The solution from schemewiki.org is posted below:
(define (fib n)
(fib-iter 1 0 0 1 n))
(define (fib-iter a b p q count)
(cond ((= count 0) b)
((even? count)
(fib-iter a
b
(+ (square p) (square q))
(+ (* 2 p q) (square q))
(/ count 2)))
(else (fib-iter (+ (* b q) (* a q) (* a p))
(+ (* b p) (* a q))
p
q
(- count 1)))))
(define (square x) (* x x))
The exercise then refers to such application of applying a transformation twice as "squaring a transformation". Am I correct in my understanding?
Yes, squaring a transformation means applying it twice or (as is the case in the solution to this exercise) finding another transformation that is equivalent to applying it twice.
How does the problem run in logarithmic time? It seems to me that every time we use the result of applying a squared transformation, we need to do one transformation instead of two. So how do we successively cut the number of steps in half every time?

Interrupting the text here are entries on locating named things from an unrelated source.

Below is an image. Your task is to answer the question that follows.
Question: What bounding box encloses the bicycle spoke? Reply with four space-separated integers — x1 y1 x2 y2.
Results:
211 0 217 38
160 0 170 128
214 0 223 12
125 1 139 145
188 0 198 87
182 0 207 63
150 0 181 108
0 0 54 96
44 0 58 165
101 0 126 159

Squaring the given transformation enables us to cut down the number of steps because the values of p and q grow much faster in the squared transformation than they do in the original one. This is analogous to the way you can compute exponents using successive squaring much faster than by repeated multiplication.
So how do we successively cut the number of steps in half every time?
This is in the code given. Whenever count is even, (/ count 2) is passed for count on the next iteration. No matter what value of n is passed in on the initial iteration, it will be even on alternating iterations (worst case).
You can read my blog post on SICP Exercise 1.19: Computing Fibonacci numbers if you want to see a step-by-step derivation of the squared transformation in this exercise.
#Bill-the-Lizard provides a nice proof, but you are allowing yourself to be conflicted by what you think of the word "twice" and the word "square", in relation to transforms.
a) Computing twice the term T--that is, two-times-T--is a case of multiplication. The process of multiplication is simply a process of incrementing T by a constant value at each step, where the constant value is the original term itself.
BUT by contrast:
b) The given fibonacci transform is a process that requires use of the most current state of term T at each step of manipulation (as opposed to the use of a constant value). AND, the formula for manipulation is not a simple increment, but in effect, a quadratic expression (i.e. involves squaring at each successive step).
Like bill says, this successive squaring effect will become very clear if you step through it in your debugger (I prefer to compute a few simple cases by hand whenever I get stuck somewhere).
Think of the process another way:
To reach your destination if you could cover the square of the current distance in the next step, but still somehow manage to take a constant amount of time to complete each step, you're going to get there way faster than if you take constant steps, each in constant time.